At a technical level, ‘Blockchain’ could be described as cryptographic technology that, by operating a distributed ledger (a ledger residing across multiple locations), allows for secure, transparent and immutable peer-to-peer transactions. Whilst coming into prominence as the underlying back-bone technology behind the popular and somewhat controversial ‘Bitcoin’ cryptocurrency, the technology itself is open source and can theoretically be applied in any industry.

What does this mean in practical terms (without too much of the tech jargon)?

To transfer an asset a present-day transaction typically requires a buyer and seller (or similar) to communicate the transaction to a trusted third party who then records the change of ownership (e.g. banks, land registries, etc). Blockchain could change the way businesses and consumers transact. In a blockchain transaction, a buyer and seller will broadcast a transaction to a broad network of participants who each maintain a separate ledger of asset ownership and verify each transaction in the chain of transactions. A ledger is held at each participant node location (i.e. computer) and the most common ledger across the network is accepted as the correct 'true' ledger. There is no single point of failure (e.g. a single corrupted ledger or ledger showing a discrepancy would simply be ignored). The main advantage of a distributed ledger is that the process establishes trust and potentially removes the need for a trusted third party to any given transaction. 

Where could we see this technology being applied?

There is potential for this technology to solve inherent transaction recording issues that currently exist within different organisations across a range of sectors. The benefit of cutting out the 'middle man' operators in any given transaction process has, not surprisingly, prompted real interest from business leaders and strategists across various sectors with think tanks set up to consider how the technology could be further developed and implemented to achieve efficiencies and cost savings. Serious money is being invested, as blockchain start-ups climb over each other to become the major disrupter of 2016.

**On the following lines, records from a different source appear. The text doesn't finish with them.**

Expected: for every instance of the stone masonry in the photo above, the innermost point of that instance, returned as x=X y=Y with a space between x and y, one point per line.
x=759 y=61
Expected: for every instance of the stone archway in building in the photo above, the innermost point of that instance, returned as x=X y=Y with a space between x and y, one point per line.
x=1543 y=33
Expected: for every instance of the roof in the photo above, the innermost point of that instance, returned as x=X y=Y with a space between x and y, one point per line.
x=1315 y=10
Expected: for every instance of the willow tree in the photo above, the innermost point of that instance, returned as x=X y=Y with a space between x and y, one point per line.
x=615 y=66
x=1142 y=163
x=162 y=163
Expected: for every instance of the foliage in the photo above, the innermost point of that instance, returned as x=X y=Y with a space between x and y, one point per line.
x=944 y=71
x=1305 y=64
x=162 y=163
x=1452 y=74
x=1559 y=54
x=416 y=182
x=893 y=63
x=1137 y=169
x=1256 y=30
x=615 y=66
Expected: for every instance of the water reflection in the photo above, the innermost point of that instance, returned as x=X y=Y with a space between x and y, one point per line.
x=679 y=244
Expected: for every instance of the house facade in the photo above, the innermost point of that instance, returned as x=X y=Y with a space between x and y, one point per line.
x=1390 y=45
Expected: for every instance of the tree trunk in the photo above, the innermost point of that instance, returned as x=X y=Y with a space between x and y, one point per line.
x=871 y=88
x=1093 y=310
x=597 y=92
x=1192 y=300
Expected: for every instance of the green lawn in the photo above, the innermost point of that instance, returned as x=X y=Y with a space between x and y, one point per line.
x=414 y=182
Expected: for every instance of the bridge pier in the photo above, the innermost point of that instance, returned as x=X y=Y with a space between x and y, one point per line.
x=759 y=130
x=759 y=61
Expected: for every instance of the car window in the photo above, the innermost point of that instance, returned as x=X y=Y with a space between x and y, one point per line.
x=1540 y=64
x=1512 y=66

To provide some practical examples of potential uses across different sectors:

  • Financial services – The technology could be the game-changing disrupter to the role of banks, stock exchanges and payment processors as intermediaries of transactions. These organisations are already looking to better understand, lead the way and own blockchain innovation rather than risk becoming casualties of its success. 
  • Retail - In an e-commerce setting, the technology could change the way consumers pay retailers for products and services online - think low cost instantaneous micro-payments without intermediaries? In a bricks-and-mortar setting, the main attraction is cutting out intermediaries that currently take a slice of the action in B2C purchases. 
  • Government – Transforming land title registries? A method of maintaining incorruptible and de-centralised voting records? 
  • Health - A secure method for patients to own, access and transfer health records, which cannot be altered retrospectively? 
  • All sectors – Self-executing ‘smart contracts’ (a computer protocol that facilitates the enforcement of a contract) - Perhaps not the death knell for lawyers (hopefully!), but this will no doubt introduce new skillsets and challenge the present-day legal frameworks.